Arthropods (macrofauna) cover 85 % of the total soil fauna and are found as meso and macro groups in the soil environment. Soil macro-organisms (> 20004m) play a very important role in decomposition and biodegradation processes in the soil ecosystem. Soil arthropods contribute to the decomposition of organic matter, humification process, and nutrient recycling and also influence the physical properties such as; porosity, bulk density, and water availability. They also contribute to developing a good soil structure, with good aeration and water infiltration. Vice versa, the soil medium along with its Physico-chemical properties such as soil quality, pH, redox conditions, and organic matter contents have a greater influence on the activities of organisms and their functioning in the soil system.

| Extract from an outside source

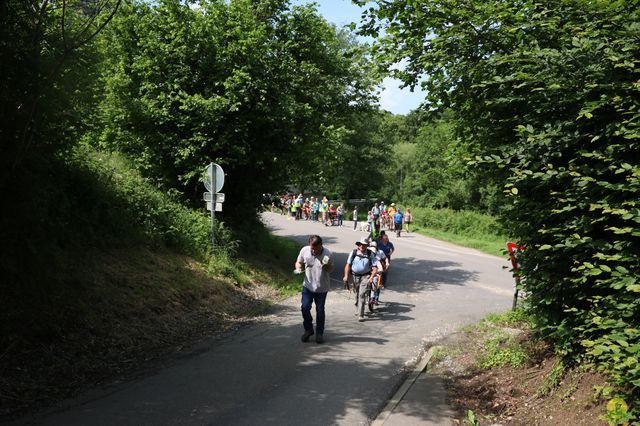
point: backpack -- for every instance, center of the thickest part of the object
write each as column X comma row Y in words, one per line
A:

The organisms or biota are components component of all land-use systems. In a well-structured and productive soil, the soil biota encompasses macro-fauna, mesofauna, and micro-fauna along with much smaller organisms such as prions, viroids, mycoplasmas, and viruses. The macro-fauna such as arthropods are assumed more significant rather than microfauna because arthropods increase the rate of decomposition processes and efficiently mix the organic substances with the soil. Also, the contribution of arthropods to soil biomass is greater than other micro-organisms. For example; the soils may be rich in biomass that have only a few earthworms as compared to those soils that have a large number of protozoa. All the soil arthropods are assumed to be an integral component of the soil environment, and lots of information has been collected on arthropods and their activities, and their functional in maintaining soil health and productivity has been reviewed comprehensively.
Soil reflects ecosystem metabolism, and carried Physico-chemical and biological processes at the same time. A common criterion to estimate the long-term sustainability of land use systems is to assess its soil quality fluctuations with a diversity of organisms. Therefore, a lot of soil organism communities provide respected information about the health of the soil ecosystem because they are the key component in structure development, responsive to a wide range of ecological stresses, easily interpreted, and have integrative effects over time.